L'organizzazione punta il dito contro il "capitolo fiscale" che mette sotto pressione il mondo agricolo: non solo Imu e la "macchina farraginosa della burocrazia", ma anche la stretta creditizia e l'aumento dei costi di produzione, trascinati in alto dai rincari di gasolio e mangimi.

 

"Il sistema agroalimentare è fondamentale per il Paese, rappresentando oltre il 15% del Pil - rimarca la confederazione - Ecco perché nella prossima legislatura serve un impegno serio per il settore, da parte della politica, nel senso di una riduzione dei costi, di una semplificazione amministrativa e fiscale, di un miglioramento dell'accesso al credito, di contratti sicuri con i soggetti della filiera, soprattutto con la Gdo e di una spinta decisa verso l'aggregazione".


 

Confagricoltura: "Razionalizzare e riorganizzare"

 

Il segno di una sofferenza in cui si trovano ad operare tante imprese agricole che non trovano margini di redditività". Con queste parole Confagricoltura commenta i numeri negativi emersi dal rapporto di Unioncamere.

 

Non vorrei però che emergesse l’immagine di un’agricoltura che si arrende - dice Mario Guidi, presidente dell'organizzazione - Ci sono imprese agricole strutturate, moderne e competitive che hanno messo in atto, già da tempo, precise strategie per fronteggiare le criticità. Il dato è da leggere, dunque, come segnale di sofferenza ma al tempo stesso di razionalizzazione e riorganizzazione da parte di imprese del settore".

 

Guidi cita un recente sondaggio svolto con il Censis: Le imprese più evolute hanno adeguato gli impianti e le strutture produttive (75%), ridefinito le politiche di vendita (59%), riorganizzato le procedure di lavoro (57,3%), individuato nuove produzioni e colture (51,7%), ridefinito le funzioni di vertice (30,3%). Solo il 3,7% del campione intervistato non ha apportato alcun cambiamento.

 

E' chiaro allora che la trasformazione delle imprese ha una forte incidenza sul dato che riguarda la chiusura di molte di loro - conclude Mario Guidi - Molti ettari che queste chiusure libereranno resteranno ad attività agricole e c’è da interrogarsi sull’ordine di grandezza di questa trasformazione, potendo essa rivelarsi significativa in ottica di crescita e di rafforzamento per le aziende agricole esistenti”.


I dati di Unioncamere

"Sono 383.883 le imprese nate nel 2012 (il valore più basso degli ultimi otto anni e 7.427 in meno rispetto al 2011) - nota Unioncamere - a fronte delle quali 364.972, mille ogni giorno, sono quelle che hanno chiuso i battenti (24mila in più rispetto all'anno precedente)".

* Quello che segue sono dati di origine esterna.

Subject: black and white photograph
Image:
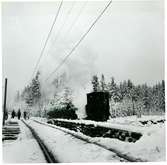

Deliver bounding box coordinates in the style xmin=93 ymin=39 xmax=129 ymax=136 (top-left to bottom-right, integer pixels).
xmin=1 ymin=0 xmax=166 ymax=163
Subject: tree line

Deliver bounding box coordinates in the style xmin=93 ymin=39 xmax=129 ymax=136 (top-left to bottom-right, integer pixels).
xmin=17 ymin=71 xmax=165 ymax=119
xmin=91 ymin=74 xmax=165 ymax=117
xmin=20 ymin=71 xmax=77 ymax=118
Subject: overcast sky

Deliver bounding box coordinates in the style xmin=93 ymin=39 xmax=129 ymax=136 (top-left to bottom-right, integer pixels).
xmin=2 ymin=0 xmax=164 ymax=103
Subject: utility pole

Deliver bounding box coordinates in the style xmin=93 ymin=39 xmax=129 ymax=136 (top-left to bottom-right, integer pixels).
xmin=3 ymin=78 xmax=8 ymax=126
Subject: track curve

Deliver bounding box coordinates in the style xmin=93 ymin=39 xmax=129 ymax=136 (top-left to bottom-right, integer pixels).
xmin=31 ymin=119 xmax=146 ymax=162
xmin=21 ymin=119 xmax=59 ymax=163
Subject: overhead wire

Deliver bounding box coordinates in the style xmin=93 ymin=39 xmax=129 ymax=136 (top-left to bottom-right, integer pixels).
xmin=29 ymin=0 xmax=63 ymax=82
xmin=45 ymin=0 xmax=112 ymax=82
xmin=51 ymin=0 xmax=76 ymax=46
xmin=45 ymin=1 xmax=87 ymax=87
xmin=46 ymin=1 xmax=86 ymax=69
xmin=63 ymin=0 xmax=88 ymax=40
xmin=37 ymin=1 xmax=76 ymax=78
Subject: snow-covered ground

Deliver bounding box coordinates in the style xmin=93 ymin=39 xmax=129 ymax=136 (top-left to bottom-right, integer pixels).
xmin=3 ymin=115 xmax=165 ymax=162
xmin=107 ymin=115 xmax=165 ymax=127
xmin=3 ymin=119 xmax=46 ymax=163
xmin=102 ymin=115 xmax=166 ymax=161
xmin=94 ymin=122 xmax=165 ymax=161
xmin=34 ymin=115 xmax=166 ymax=162
xmin=47 ymin=115 xmax=165 ymax=135
xmin=27 ymin=120 xmax=126 ymax=162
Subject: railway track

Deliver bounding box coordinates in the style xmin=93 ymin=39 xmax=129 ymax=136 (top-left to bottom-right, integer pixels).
xmin=21 ymin=120 xmax=59 ymax=163
xmin=3 ymin=119 xmax=146 ymax=162
xmin=30 ymin=119 xmax=146 ymax=162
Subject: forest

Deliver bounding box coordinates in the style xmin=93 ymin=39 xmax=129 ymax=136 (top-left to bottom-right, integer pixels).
xmin=15 ymin=72 xmax=165 ymax=119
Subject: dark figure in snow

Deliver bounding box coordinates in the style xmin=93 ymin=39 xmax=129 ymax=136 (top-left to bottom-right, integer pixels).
xmin=5 ymin=111 xmax=8 ymax=120
xmin=11 ymin=110 xmax=16 ymax=118
xmin=23 ymin=111 xmax=27 ymax=120
xmin=17 ymin=109 xmax=21 ymax=120
xmin=27 ymin=113 xmax=30 ymax=119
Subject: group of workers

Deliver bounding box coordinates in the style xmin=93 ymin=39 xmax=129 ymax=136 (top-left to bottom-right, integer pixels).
xmin=11 ymin=109 xmax=28 ymax=120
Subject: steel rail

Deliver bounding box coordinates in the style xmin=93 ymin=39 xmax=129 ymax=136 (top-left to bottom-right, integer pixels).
xmin=21 ymin=119 xmax=59 ymax=163
xmin=32 ymin=119 xmax=146 ymax=162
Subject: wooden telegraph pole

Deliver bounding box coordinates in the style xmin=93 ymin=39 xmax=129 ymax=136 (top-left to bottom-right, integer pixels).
xmin=3 ymin=78 xmax=8 ymax=126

L'agricoltura paga un conto salato, con la chiusura di 16.791 aziende. Per fare un confronto, l’industria manifatturiera ne perde 6.515, le costruzioni 7.427; peggio del settore primario l'artigianato, con 20.319 imprese in meno.

Nonostante i numeri negativi, tuttavia, il bilancio anagrafico delle imprese italiane rimane in lieve attivo (+0,3% contro il +0,5 del 2011), grazie soprattutto a under 35, immigrati e donne, attività del turismo, del commercio e dei servizi alle imprese e alle persone.